The water is used by the authorities for the nourishing the park and it has a number of plump fishes flourishing as no one bothers to toast them. The access to baoli was recently closed for general public as local boy fell from the first floor and sustained major injuries.
RED FORT BAOLI
The baoli which we today see in a clean and pristine form served as garbage dump by the local army personnel ever since Independence. Few years back, the Archaeological Survey of India (ASI) took it from the Army and restored it. It has a distinct structure with stairs from two sides at 90 degree capping at the circular water pit bounded by the rectangular ledges. The stairs of the baoli are slightly elongated as compared to other making it easier and comfortable to access.
It is widely mistaken to be built by the Mughals, but was actually constructed by Tughlaqs. The question is extensively baffling as both Tughlaqs and Mughals ruled in different centuries. But it is an accepted fact that Red Fort was built on the ruins of earlier city, hence, there are many chances of its existence prior of construction of Red Fort. It was also used as prison by the British for members of Indian National Army (INA). Names of INA soldiers were found while restoration by the ASI.
AGRASEN KI BAOLI
I saved the best one for the last. Tucked amid the busiest commercial arena of Delhi i.e. Connaught Place, the baoli still remains mysterious among the locals. This is an intelligently carved 60 meters deep and 15 meter wide piece of architecture built from rubble and dressed stones. The stairs (103 stairs to be accurate) endlessly goes deep down into the well to its base and leaves everybody stumped when looked up from the base. All the three levels of the baoli are accompanied by arched corridors and chambers on both the sides.

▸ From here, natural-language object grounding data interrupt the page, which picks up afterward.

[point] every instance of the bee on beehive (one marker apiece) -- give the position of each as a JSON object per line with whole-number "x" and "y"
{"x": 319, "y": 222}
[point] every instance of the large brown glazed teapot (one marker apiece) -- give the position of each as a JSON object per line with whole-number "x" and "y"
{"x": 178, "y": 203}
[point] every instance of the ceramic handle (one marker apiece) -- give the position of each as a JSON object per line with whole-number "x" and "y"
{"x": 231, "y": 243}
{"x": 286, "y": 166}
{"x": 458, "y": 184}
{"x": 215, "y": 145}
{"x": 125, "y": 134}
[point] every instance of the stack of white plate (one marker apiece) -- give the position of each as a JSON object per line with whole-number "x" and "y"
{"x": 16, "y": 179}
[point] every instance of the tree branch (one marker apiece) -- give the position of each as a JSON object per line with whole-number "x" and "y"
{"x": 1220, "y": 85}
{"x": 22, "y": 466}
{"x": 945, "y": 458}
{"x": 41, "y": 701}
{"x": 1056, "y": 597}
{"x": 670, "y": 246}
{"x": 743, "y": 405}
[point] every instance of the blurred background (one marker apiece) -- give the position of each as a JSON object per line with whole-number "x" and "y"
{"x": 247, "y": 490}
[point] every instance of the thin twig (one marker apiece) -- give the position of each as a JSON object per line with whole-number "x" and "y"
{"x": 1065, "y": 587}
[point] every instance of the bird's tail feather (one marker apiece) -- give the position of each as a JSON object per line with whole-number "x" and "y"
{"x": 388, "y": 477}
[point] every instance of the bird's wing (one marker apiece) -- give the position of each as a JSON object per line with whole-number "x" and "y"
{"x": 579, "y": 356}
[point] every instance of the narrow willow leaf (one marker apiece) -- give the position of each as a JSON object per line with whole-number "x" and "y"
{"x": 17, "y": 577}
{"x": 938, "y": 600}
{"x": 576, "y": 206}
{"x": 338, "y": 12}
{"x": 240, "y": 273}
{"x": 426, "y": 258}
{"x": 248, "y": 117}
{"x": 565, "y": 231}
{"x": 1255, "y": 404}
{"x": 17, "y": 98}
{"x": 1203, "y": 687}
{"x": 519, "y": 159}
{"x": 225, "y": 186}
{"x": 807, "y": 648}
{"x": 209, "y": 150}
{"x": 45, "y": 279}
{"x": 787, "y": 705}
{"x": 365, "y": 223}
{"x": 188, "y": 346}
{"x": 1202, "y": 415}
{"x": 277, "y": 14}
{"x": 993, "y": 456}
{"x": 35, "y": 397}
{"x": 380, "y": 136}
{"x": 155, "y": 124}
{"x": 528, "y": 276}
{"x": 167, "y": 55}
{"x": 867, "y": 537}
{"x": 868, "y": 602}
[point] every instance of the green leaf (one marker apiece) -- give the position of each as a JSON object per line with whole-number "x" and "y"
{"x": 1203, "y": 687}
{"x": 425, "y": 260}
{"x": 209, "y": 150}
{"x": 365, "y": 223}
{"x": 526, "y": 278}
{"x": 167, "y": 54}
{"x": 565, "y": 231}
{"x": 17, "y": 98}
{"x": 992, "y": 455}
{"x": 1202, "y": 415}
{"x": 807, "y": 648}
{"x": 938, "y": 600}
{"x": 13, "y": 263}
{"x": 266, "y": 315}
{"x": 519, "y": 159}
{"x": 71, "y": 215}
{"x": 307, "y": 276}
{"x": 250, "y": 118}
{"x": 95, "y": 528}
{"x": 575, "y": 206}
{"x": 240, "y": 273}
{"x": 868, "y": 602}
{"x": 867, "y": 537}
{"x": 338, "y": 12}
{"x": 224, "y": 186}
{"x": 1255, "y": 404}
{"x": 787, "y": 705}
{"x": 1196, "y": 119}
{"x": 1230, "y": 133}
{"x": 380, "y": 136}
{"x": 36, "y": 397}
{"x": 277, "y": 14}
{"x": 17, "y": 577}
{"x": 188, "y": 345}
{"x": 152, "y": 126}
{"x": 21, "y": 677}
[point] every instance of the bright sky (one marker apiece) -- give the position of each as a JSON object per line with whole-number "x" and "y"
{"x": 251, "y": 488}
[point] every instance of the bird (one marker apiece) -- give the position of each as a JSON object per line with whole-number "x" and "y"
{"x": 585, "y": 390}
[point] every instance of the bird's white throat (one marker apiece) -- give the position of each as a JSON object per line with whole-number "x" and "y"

Till late 70’s the baoli was filled up to all three levels and local boys used to dive in to beat the summers but extensive construction around area has dried it up and its almost forgotten by Delhites. The historians are sceptical about its creator but when it comes to attractiveness, it’s a unanimous winner. The fluttering of pigeons who have nestled themselves in the cavities of the wall of baoli further enhances its elegance.
Well many of you must been wondering I might not have been in my senses to include this one in the list. The mere name of it recalls the strong aroma of spices which might sneeze out many. But back in time, the area had a baoli in its precincts. Nothing of the baoli remains on date but its name is derived from two Hindi words meaning a step well with saline water. This one was just for the knowledge!
The baolis today attract only handful admirers which often bump in here for some solace from the hustle-bustle of the city or just simply spend some time with friends. But people/tourists who are looking for some unplumbed and offbeat places to explore in Delhi, it will turn out to be heaven for them.